There’s an unpleasant whiff to Höller’s project. It’s not new, this prurient interest in Bachmann. In a fantastic 1997 book-length essay, Ingeborg Bachmann und die literarische öffentlichkeit, Klaus Amann already details the distasteful nature of this interest, and how it harms Bachmann’s work. And to be clear – I am not innocent in this: I have read all her published letters cover to cover. I have read Höller’s two Bachmann books cover to cover and assembled a wealth of notes on them. I will read everything i can get my hands on.
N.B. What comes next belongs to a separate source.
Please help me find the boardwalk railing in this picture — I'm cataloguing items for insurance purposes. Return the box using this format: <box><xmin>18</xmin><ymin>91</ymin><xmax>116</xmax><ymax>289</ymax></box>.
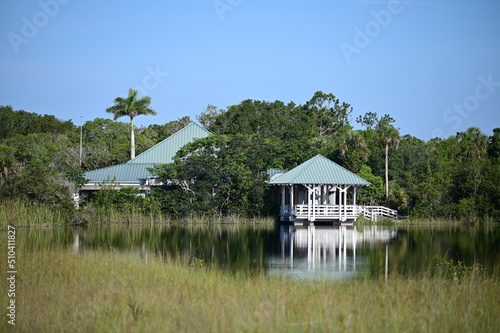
<box><xmin>281</xmin><ymin>205</ymin><xmax>398</xmax><ymax>221</ymax></box>
<box><xmin>361</xmin><ymin>206</ymin><xmax>398</xmax><ymax>221</ymax></box>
But reading Ina Hartwig’s book, I found striking how it keeps circling back to the three late novels, the published Malina, and the unpublished Buch Franza and Fanny Goldmann. How it tries to read her life from these clues, and takes details of her life to “elucidate” details from the novel. Hartwig’s book has other oddities (the book is completely permeated by a bizarre obsession with Bachmann’s looks, to the point that she asked multiple interviewees whether they thought Bachmann colored her hair), but as a reader of Malina for all my adult, and most of my teenage life, Hartwig’s fleecing of Malina for clues was…unpleasant, I guess. And not from an ethical point of view. But it seemed to be based on a profound misreading of Bachmann’s text, which is vibrant with ambiguity and significance. It’s a strange spectacle to watch a book one cares so much about be so shallowly treated.
And maybe it’s just me. I cannot explain why I was so terrified to go to Ungargasse. Maybe because I am not convinced that the street I know from the book is there. That it’s visitable. It’s a strange book. And clearly I cannot write cogently about it.